If publicity threatens to prejudice the proceedings at any point, the judge must ensure that prospective jurors have not formed preconceptions of the defendant's guilt. To accomplish this, the court may be required to grant a defendant's request for individual questioning of each prospective juror.

The trial court may impanel an anonymous jury if necessary to protect the jurors and the integrity of their deliberations. The court must mitigate the potential prejudicial effects of an anonymous jury by conducting a careful voir dire designed to uncover juror bias and provide the jurors with plausible, nonprejudicial reasons for their anonymity.

Challenges for Cause. The trial court may exclude for cause any prospective juror who is not statutorily qualified or who otherwise will be unable to render an impartial verdict. The trial court's determination of removal for cause will be reversed only for clear error. Jurors are required by statute to be: (1) United States citizens; (2) at least eighteen years old; (3) residents of the United States for at least one year in the district where the trial is held; (4) able to read, write, understand, and speak English; (5) mentally and physically capable of performing jury service; and (6) free from criminal conviction of, or pending charges for, an offense punishable by more than one year in prison. The trial court need not excuse a juror for cause if the juror indicates an ability to set aside opinion and render a verdict based on the evidence.

An appellate court may consider a juror's deliberate concealment of information during voir dire to be evidence of bias and grant a new trial. Appellate courts may also reverse convictions when a juror's mistaken but honest response to a material voir dire question prevented the trial court from discovering actual bias.

Peremptory Challenges. Parties to federal criminal proceedings have a limited number of peremptory challenges, which are requests to disqualify potential jurors made without showing cause for the requests. Rule 24(b) of the Federal Rules of Criminal Procedure allows a certain number of peremptory challenges based on the gravity of the charged offense. The trial court may grant additional peremptory challenges in cases with multiple defendants.

Peremptory challenges are not constitutionally required, and impairment of a defendant's use of peremptory challenges on its own is not unconstitutional. In federal cases, a defendant's exercise of peremptory challenges is not improperly impaired when the defendant uses a peremptory challenge to remove a juror who should have been excused for cause.

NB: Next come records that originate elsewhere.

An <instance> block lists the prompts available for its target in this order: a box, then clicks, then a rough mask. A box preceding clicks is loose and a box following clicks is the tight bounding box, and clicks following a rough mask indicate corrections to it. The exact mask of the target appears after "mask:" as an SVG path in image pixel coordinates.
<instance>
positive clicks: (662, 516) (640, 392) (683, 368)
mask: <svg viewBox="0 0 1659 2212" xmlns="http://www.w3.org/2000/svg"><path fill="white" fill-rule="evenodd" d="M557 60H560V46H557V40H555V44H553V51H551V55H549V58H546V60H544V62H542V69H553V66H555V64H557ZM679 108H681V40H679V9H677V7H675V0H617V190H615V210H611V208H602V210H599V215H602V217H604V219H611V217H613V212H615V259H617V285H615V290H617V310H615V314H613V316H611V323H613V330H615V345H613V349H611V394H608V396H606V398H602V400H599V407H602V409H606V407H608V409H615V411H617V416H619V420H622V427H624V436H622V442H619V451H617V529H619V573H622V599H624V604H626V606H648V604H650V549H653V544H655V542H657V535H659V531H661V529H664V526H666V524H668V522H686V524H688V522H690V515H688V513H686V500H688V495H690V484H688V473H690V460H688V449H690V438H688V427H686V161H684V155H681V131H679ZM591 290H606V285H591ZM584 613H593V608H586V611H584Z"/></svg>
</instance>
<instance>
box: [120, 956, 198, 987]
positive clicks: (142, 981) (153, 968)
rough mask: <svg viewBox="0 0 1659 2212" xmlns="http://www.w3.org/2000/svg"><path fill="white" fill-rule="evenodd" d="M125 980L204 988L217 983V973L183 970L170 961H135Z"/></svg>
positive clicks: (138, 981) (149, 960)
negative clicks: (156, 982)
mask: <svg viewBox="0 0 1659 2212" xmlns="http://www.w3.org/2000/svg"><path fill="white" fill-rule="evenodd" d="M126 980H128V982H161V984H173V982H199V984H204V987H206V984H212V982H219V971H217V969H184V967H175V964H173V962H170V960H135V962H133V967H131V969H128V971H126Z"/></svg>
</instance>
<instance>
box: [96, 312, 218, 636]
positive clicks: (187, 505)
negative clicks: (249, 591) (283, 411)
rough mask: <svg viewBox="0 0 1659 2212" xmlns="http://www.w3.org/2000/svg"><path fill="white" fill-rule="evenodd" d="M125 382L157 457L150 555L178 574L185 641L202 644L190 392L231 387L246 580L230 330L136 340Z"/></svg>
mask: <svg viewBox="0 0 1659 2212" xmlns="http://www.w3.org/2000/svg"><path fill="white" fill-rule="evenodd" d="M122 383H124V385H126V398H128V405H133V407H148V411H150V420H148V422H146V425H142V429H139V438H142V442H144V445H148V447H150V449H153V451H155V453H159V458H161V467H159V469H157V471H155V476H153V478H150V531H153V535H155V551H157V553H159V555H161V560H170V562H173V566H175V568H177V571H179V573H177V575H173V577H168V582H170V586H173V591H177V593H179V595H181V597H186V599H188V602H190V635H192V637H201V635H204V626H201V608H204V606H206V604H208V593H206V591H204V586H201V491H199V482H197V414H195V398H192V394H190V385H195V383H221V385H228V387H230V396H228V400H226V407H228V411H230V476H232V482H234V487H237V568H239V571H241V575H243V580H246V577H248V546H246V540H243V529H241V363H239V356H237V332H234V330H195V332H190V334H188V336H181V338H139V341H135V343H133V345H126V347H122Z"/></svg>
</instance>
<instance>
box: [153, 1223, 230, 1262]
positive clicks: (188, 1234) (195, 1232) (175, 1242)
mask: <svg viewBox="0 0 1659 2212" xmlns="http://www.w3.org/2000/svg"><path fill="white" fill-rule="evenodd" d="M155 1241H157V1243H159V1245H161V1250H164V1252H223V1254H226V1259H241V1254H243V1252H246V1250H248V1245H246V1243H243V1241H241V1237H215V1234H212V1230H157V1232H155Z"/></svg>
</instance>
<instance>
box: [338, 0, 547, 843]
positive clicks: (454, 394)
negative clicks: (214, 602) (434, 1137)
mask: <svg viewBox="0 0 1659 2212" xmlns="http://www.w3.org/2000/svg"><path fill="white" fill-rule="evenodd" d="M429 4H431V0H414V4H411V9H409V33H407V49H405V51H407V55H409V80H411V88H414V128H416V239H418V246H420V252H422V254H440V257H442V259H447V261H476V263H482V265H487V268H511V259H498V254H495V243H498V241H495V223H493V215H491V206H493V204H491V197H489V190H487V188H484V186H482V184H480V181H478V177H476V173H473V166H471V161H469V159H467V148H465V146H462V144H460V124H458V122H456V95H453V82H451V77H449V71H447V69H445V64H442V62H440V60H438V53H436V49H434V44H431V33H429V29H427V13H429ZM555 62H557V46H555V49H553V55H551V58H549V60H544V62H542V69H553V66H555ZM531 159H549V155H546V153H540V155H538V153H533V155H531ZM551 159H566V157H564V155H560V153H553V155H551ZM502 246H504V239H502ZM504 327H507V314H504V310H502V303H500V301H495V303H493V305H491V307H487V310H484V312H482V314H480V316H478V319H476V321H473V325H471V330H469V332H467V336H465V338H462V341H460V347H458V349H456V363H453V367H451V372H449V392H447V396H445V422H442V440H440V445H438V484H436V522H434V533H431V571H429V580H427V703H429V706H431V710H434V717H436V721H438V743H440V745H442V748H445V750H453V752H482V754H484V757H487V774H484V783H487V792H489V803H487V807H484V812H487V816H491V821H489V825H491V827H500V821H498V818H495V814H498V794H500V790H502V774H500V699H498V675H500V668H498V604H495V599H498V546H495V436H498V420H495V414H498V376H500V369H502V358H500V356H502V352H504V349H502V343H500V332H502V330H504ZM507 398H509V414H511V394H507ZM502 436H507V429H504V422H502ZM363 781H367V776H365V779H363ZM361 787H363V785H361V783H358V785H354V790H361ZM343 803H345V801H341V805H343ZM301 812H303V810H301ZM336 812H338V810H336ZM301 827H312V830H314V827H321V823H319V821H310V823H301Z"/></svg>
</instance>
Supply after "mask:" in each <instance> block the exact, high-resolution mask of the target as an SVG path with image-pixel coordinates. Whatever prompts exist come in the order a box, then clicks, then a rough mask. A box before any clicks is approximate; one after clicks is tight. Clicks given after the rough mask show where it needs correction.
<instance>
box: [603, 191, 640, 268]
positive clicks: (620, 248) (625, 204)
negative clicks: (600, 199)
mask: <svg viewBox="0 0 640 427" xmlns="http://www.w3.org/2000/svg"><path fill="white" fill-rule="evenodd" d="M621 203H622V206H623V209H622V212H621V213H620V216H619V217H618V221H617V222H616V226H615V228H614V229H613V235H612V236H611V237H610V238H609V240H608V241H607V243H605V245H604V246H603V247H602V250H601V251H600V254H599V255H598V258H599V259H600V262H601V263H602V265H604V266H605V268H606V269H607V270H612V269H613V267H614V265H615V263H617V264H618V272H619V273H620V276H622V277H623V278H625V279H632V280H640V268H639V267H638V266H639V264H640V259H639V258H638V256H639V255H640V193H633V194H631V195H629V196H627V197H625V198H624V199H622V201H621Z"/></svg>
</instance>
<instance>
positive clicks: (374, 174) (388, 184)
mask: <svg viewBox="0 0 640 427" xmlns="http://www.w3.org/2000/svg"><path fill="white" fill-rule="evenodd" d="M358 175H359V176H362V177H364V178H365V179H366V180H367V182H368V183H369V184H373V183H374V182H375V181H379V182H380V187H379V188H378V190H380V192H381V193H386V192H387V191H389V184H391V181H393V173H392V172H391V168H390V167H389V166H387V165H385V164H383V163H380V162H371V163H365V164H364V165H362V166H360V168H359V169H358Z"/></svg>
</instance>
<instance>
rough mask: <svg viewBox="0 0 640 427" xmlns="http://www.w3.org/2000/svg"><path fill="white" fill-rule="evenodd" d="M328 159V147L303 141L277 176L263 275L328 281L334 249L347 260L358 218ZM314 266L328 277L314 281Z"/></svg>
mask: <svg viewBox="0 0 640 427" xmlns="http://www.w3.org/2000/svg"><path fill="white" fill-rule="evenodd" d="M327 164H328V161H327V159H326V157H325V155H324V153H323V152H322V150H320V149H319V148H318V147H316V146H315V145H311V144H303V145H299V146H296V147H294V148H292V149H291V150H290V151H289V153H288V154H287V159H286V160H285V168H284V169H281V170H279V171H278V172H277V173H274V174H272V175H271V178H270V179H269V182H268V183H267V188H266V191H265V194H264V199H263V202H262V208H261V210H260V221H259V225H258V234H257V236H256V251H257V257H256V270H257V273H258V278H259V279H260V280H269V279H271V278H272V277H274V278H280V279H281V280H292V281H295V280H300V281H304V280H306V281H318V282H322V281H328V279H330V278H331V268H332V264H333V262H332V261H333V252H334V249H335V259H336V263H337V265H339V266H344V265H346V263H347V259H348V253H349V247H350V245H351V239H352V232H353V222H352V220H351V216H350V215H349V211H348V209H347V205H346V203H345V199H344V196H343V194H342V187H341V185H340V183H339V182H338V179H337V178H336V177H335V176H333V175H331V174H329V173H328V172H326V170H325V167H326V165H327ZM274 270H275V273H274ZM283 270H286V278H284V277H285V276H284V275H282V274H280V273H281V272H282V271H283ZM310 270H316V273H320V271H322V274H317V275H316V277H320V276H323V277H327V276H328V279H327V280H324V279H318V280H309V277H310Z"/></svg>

Peremptory Challenges: Equal Protection Issues. The use of peremptory challenges to exclude persons from the petit jury based on their race or gender violates the Equal Protection Clause of the Fourteenth Amendment. In Batson v. Kentucky, the Supreme Court outlined a three-step test for evaluating whether a prosecutor's use of peremptory challenges is a constitutional violation. First, the defendant must establish a prima facie case of intentional racial discrimination by showing that: (1) he or she is a member of a cognizable racial group; (2) the group's members have been excluded from the defendant's jury; and (3) the circumstances of the case raise an inference that the exclusion was based on race. Since Batson, the Court has loosened the requirements for establishing a prima facie case in three respects: (1) a criminal defendant may object to race-based peremptory challenges on equal protection grounds regardless of whether the defendant and the excluded juror are of the same race; (2) the prosecution may challenge the defendant's use of peremptory challenges on equal protection grounds; and (3) either party may challenge gender-based exclusion.

Second, to rebut a prima facie showing of intentional discrimination, the proponent of the peremptory challenge must offer a race-neutral explanation. This explanation does not have to be “persuasive, or even plausible,” but must be more than a mere affirmation of good faith or assumption that the challenged juror would be “partial to the defendant because of their shared race.”

Finally, the court must determine whether the explanation is facially race-neutral and whether the opponent of the peremptory challenge has proven purposeful racial discrimination. Appellate courts will uphold the trial court's finding unless it is clearly erroneous.